An ingestion stomach tube is half an inch in diameter. After cranking her into a sitting position, I crammed one down her throat, through her left nostril. Her eyes suddenly shot open all the way as she retched and struggled to get free of the attendants holding her. She vomited a little around the tube as I pushed it farther down into her stomach, and then everything in her stomach came up, including an undissolved Seconal and a portion of one of the Librium capsules. When I pulled the tube out, what remained came with it. A few minutes later the ipecac took effect, causing her to vomit again and again, even though her stomach was empty. By now Tommy had joined the others in the waiting room. Perhaps he also wanted some ipecac, so as to play a full role in this melodramatic event.
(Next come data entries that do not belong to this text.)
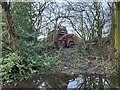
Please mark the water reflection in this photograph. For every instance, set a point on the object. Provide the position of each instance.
(68, 82)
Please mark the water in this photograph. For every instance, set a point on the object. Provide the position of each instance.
(67, 82)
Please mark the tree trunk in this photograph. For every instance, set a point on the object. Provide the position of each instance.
(117, 37)
(10, 25)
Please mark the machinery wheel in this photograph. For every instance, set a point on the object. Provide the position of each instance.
(71, 44)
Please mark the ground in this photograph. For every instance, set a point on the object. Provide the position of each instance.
(73, 62)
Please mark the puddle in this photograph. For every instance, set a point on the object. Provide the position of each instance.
(67, 82)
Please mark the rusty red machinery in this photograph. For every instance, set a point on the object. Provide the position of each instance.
(63, 39)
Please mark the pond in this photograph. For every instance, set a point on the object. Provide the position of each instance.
(66, 81)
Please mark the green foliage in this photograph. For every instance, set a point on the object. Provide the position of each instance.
(51, 61)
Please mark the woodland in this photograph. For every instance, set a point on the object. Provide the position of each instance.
(28, 31)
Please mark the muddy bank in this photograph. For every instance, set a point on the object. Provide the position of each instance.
(65, 81)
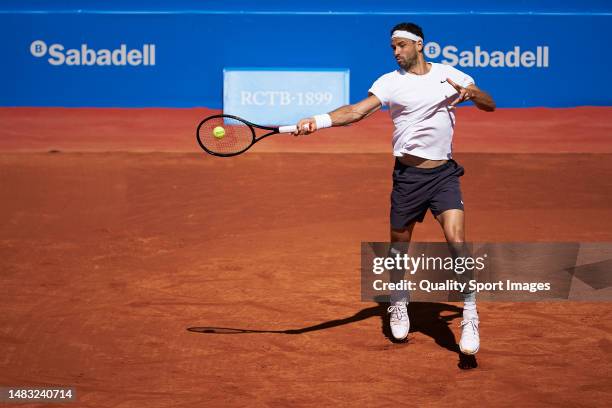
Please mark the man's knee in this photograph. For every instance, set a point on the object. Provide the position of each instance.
(401, 234)
(455, 235)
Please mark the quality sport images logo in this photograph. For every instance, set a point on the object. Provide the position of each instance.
(58, 54)
(478, 57)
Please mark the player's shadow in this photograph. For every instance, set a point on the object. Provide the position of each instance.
(431, 319)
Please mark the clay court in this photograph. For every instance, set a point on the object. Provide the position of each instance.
(143, 272)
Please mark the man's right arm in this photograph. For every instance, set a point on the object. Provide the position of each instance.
(344, 115)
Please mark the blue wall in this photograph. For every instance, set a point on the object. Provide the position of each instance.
(194, 41)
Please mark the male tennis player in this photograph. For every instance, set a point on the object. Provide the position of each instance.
(421, 97)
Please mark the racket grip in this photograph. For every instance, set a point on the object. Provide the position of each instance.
(287, 129)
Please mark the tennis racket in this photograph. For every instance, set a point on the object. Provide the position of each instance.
(228, 135)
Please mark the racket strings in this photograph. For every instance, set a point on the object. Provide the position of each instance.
(236, 136)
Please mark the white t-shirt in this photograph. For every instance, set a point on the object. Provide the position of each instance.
(418, 105)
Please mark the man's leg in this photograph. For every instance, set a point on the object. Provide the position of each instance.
(453, 224)
(399, 322)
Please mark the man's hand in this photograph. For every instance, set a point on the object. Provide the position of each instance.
(305, 126)
(481, 99)
(464, 93)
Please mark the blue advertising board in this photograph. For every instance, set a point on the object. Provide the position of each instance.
(278, 96)
(135, 55)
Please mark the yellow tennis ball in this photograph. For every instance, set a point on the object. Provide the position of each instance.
(219, 132)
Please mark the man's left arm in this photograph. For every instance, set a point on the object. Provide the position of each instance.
(481, 99)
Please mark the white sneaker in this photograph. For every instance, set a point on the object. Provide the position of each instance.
(400, 325)
(470, 339)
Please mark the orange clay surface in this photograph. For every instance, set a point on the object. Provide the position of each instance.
(145, 273)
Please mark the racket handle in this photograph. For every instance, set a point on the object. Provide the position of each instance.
(287, 129)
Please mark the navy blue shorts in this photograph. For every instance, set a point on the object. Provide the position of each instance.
(416, 190)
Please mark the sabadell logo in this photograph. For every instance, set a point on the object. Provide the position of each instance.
(58, 54)
(477, 57)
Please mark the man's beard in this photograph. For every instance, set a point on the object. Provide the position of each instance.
(407, 65)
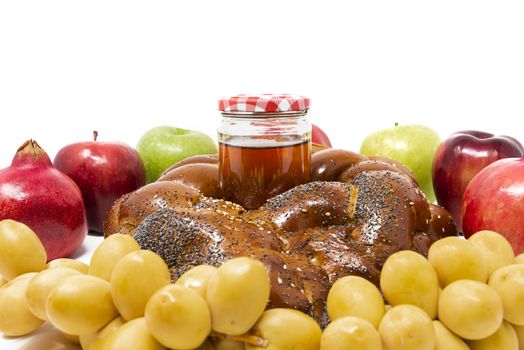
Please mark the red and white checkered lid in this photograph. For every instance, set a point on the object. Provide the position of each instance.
(265, 103)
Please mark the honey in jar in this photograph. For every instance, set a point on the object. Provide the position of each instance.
(264, 147)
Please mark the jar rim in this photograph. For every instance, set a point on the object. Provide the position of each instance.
(263, 115)
(263, 103)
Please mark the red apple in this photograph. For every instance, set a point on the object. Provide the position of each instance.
(460, 157)
(104, 171)
(319, 137)
(494, 200)
(34, 192)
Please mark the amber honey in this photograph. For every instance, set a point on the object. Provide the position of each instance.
(251, 172)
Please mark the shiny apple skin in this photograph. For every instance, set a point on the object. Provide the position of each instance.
(104, 171)
(34, 192)
(494, 200)
(319, 137)
(460, 157)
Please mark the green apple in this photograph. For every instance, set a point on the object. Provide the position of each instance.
(163, 146)
(413, 145)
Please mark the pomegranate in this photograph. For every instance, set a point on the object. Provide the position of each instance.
(34, 192)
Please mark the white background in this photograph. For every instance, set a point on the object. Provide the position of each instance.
(68, 67)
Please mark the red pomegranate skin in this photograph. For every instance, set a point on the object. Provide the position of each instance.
(34, 192)
(494, 200)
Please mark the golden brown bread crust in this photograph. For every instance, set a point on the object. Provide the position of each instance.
(307, 237)
(200, 176)
(198, 159)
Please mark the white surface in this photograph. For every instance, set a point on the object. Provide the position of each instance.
(47, 337)
(122, 67)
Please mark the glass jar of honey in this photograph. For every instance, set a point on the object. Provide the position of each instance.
(264, 146)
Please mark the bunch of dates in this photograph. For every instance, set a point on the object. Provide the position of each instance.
(467, 294)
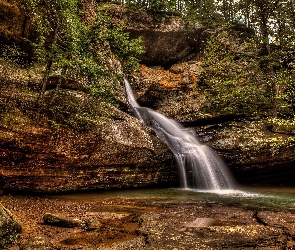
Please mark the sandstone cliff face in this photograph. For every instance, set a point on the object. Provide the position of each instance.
(118, 152)
(167, 40)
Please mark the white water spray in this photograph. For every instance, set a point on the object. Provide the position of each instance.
(199, 166)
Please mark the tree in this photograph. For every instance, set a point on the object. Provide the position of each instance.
(72, 48)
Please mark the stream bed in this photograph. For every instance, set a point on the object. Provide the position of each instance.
(255, 218)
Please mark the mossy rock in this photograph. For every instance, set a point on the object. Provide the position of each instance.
(10, 229)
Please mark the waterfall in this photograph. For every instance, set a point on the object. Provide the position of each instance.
(199, 166)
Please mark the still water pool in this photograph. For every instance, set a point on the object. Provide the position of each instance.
(261, 198)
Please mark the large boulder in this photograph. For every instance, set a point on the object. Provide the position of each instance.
(10, 229)
(167, 39)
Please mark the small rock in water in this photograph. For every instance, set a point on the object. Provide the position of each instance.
(203, 222)
(38, 243)
(61, 221)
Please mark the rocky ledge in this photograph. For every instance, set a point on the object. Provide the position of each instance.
(157, 223)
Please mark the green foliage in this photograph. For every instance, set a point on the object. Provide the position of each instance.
(233, 80)
(79, 50)
(90, 54)
(9, 239)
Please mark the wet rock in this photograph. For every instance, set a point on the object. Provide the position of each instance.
(208, 222)
(62, 221)
(163, 230)
(38, 243)
(10, 229)
(117, 152)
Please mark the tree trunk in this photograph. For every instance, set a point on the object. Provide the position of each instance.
(274, 102)
(50, 62)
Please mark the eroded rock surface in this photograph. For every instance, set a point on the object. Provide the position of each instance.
(10, 229)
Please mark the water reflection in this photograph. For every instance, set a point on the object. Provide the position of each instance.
(270, 198)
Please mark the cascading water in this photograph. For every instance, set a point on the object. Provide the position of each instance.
(199, 166)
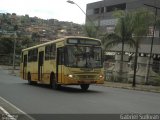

After sending up a blood sample to see if the aspirin had changed the acidity of the blood, and finding out that it hadn’t, I called Carol’s doctor. I told him what she had taken and that, aside from being sleepy, she was all right now, nicely tranquilized.
“What did you get when you pumped her out?”
“One Seconal, bits of Librium, not much else.”
“Fine, Peters, good work. Send her home, and tell her father to call me on Monday.”
Soon after that Carol was taken home, in all her glory, covered with vomitus. I never questioned my harsh attitude toward her, not after eighteen hours in the ER, and, while I’m not proud of it now, that’s the way it was.
Back around midnight a new shift of nurses had come on. It was now two, and I was really sagging, but the new nurses were a clean and spirited bunch, displaying remarkable agility and garrulousness for that time of night. The contrast made me feel even lousier, like a silhouette. And the next patient didn’t help. Her chart read, “Depressed, difficulty breathing.”